平安美人といえば、やはり豊かな黒髪のストレートヘアをみなさんは思い浮かべると思います。絵巻物など当時の資料を見るかぎり、上級貴族の間では、ストレートヘアが美の基準だったようです。ではなぜ、滋子を貴族の間で一般的に美しいとされるストレートヘアではなく、癖毛にしたのか?
そこには、後白河の存在があります。
滋子は美人で、気の利く女性で、酒豪であったことでも知られていますが、人物デザインする上で最も重要だったのは、ゆくゆく後白河上皇に入御(にゅうぎょ=嫁ぐ)するということです。つまり滋子は、一般的な人たちの見方や価値観とは違うものをもっていた後白河に気に入られる女性でなくてはならないのです。そういう意味では、
滋子の人物デザインは逆算表現です。
では、後白河に気に入られる女性とはどんな女性か?
それはきっと、宮中に流布されている美の基準から少し外れる女性ではないかと考え、滋子にあえて癖毛という設定をしました。当時の上級貴族たちの美の基準を超えたところに、後白河の美の基準はあったと思う。女だてらに酒豪、でもとても才気があり、気の利く女性。そういう人としての内面に後白河はひかれるはずだということも含め、当時では一般的ではない美しさを滋子では表現しました。
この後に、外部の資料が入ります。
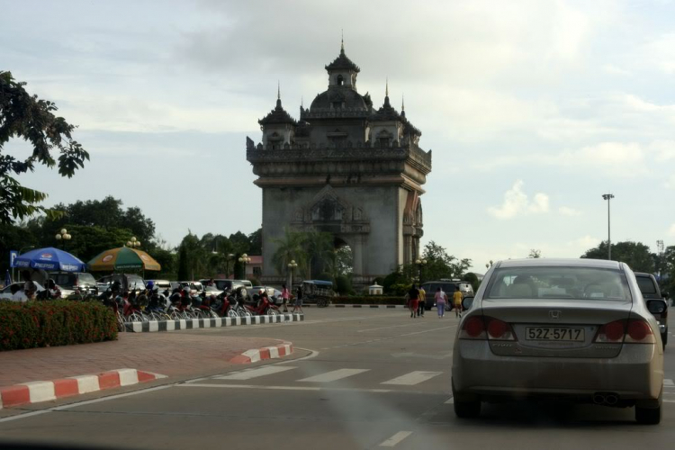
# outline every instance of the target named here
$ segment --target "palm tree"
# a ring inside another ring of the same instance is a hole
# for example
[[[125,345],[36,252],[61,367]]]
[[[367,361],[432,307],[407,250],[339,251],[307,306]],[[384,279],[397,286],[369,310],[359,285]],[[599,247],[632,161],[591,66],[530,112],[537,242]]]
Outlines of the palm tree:
[[[303,233],[284,228],[284,237],[272,239],[278,247],[272,256],[272,264],[274,265],[279,274],[285,274],[288,270],[288,263],[294,260],[298,264],[299,270],[305,267],[307,254],[302,248],[305,240]]]
[[[326,263],[333,254],[333,235],[316,230],[305,233],[304,248],[307,250],[310,274],[316,276],[323,272]]]

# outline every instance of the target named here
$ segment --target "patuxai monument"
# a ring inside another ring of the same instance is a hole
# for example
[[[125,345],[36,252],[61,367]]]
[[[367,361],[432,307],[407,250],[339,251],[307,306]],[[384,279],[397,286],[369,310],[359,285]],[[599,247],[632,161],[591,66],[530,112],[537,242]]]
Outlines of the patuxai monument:
[[[360,68],[344,44],[328,66],[328,89],[300,119],[282,106],[258,121],[262,141],[247,139],[247,159],[263,190],[263,283],[285,274],[271,264],[284,228],[330,233],[336,248],[348,245],[352,282],[372,284],[399,265],[413,262],[422,237],[422,185],[431,151],[421,131],[389,100],[380,107],[359,94]]]

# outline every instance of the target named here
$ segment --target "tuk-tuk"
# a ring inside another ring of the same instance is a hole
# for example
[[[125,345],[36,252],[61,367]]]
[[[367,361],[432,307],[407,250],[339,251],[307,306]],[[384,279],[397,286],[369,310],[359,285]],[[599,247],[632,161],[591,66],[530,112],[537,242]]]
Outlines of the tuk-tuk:
[[[305,280],[302,282],[302,294],[305,302],[316,302],[318,307],[325,308],[330,304],[330,298],[335,296],[333,283],[323,280]]]

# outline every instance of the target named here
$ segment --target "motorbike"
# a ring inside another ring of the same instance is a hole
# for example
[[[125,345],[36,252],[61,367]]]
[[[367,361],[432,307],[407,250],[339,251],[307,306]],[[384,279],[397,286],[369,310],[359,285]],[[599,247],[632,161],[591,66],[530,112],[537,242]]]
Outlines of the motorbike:
[[[254,299],[257,295],[254,295]],[[252,315],[256,316],[277,316],[279,315],[279,307],[272,304],[269,298],[266,295],[262,295],[258,298],[257,305],[256,307],[244,305]]]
癖毛の女性は、視聴者の方々が思い浮かべる平安美人ではないかもしれませんが、ぼくは美しいと思います。平安時代の美学や美意識とは違うかもしれませんが、美しいと思っています。
衣装的には、パキッとした印象ですよね。それは、補色関係の色使いを採用しているからです。特に黄色と青色にこだわっているわけではなく、色彩的に補色の関係を利用することで発光度を上げています。
遠くから見ても発色のいい人、アクティブな印象を与える女性にしたかったんです。
そこにはやはり後白河的な感覚もあります。
何着も、何着も組み合わせて、この補色の表現に至ったのですが、成海さんにもとてもお似合いですよね。